During the same press briefing, Dr. Henry Walke, the incident manager for the CDC’s coronavirus response, added:
Because the variants spread more rapidly, they could lead to more cases and put even more strain on our heavily burdened health care systems. … We expect to see new variants emerge over time. Many mutations lead to variants that don’t change how the virus infects people.
The U.S. has reported a record number of infections, hospitalizations, and deaths in recent weeks, putting a strain on an already overburdened health system.
In a blog post, Dr. Ashish Jha, the dean of Brown University’s School of Public Health, wrote the new strain that originated in the U.K. would be behind the majority of new infections by March.
“The new strain is estimated to represent about 1% of all infections [in the U.S.] at this moment, but because of its increased contagiousness, the best estimates are that it will become a majority of all new infections by March,” Dr. Jha noted.
While more data is needed, the CDC and W.H.O. believe there is no current evidence the new strains will reduce the vaccines’ efficacy.

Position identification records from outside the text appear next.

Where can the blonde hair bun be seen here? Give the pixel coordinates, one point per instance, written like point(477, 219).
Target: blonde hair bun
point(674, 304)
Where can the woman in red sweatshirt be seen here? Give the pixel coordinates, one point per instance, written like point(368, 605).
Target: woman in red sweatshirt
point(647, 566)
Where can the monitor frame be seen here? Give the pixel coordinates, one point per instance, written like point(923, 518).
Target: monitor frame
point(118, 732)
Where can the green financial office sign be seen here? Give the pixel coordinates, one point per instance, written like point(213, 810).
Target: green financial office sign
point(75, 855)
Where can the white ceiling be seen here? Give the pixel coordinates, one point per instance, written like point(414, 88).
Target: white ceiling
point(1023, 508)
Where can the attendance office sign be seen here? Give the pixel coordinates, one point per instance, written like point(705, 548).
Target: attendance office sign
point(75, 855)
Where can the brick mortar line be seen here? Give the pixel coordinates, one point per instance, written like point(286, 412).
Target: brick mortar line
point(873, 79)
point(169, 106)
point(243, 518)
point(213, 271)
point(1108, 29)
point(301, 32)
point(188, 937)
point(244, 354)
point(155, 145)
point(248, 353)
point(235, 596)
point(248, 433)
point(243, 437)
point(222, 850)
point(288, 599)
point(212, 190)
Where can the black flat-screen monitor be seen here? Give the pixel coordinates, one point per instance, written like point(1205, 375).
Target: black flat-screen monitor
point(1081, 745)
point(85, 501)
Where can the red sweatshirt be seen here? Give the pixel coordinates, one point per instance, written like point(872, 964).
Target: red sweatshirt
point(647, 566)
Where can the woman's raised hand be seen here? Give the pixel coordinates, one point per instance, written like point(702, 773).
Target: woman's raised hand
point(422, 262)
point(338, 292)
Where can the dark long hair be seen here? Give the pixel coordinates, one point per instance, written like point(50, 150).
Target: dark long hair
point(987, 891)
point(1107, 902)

The coronavirus would “likely need to accumulate multiple mutations in the spike protein to evade immunity induced by vaccines or by natural infection,” the CDC noted.
Dr. Armstrong further explained:
From what we know from experience with this mutation and other mutations is that it’s unlikely to have a large impact on vaccine-induced immunity or on an existing immunity from previous strains. We do know that some of these mutations can result in reduced efficacy of [therapeutic agents such as] monoclonal antibodies … So the experts are generally in consensus that mutations like this are unlikely to cause a large impact on the neutralization [of the virus].
None of the individuals infected in the United States have a travel history, suggesting that the disease is already spreading from person to person inside the country.
USA Today reported on Tuesday:
The [new] strain [first detected in the U.K.] has been detected in at least 33 countries, including Australia, Belgium, Brazil, Canada, Chile, China, Denmark, Finland, France, Germany, Iceland, India, Ireland, Israel, Italy, Japan, Jordan, Lebanon, Malta, The Netherlands, Norway, Pakistan, Portugal, Singapore, South Korea, Spain, Sweden, Switzerland, Taiwan, Turkey, the United Arab Emirates, the United Kingdom and the United States.
Health officials in Nigeria have detected a third strain, but the CDC says there is no evidence it is more severe or more transmissible than the original virus.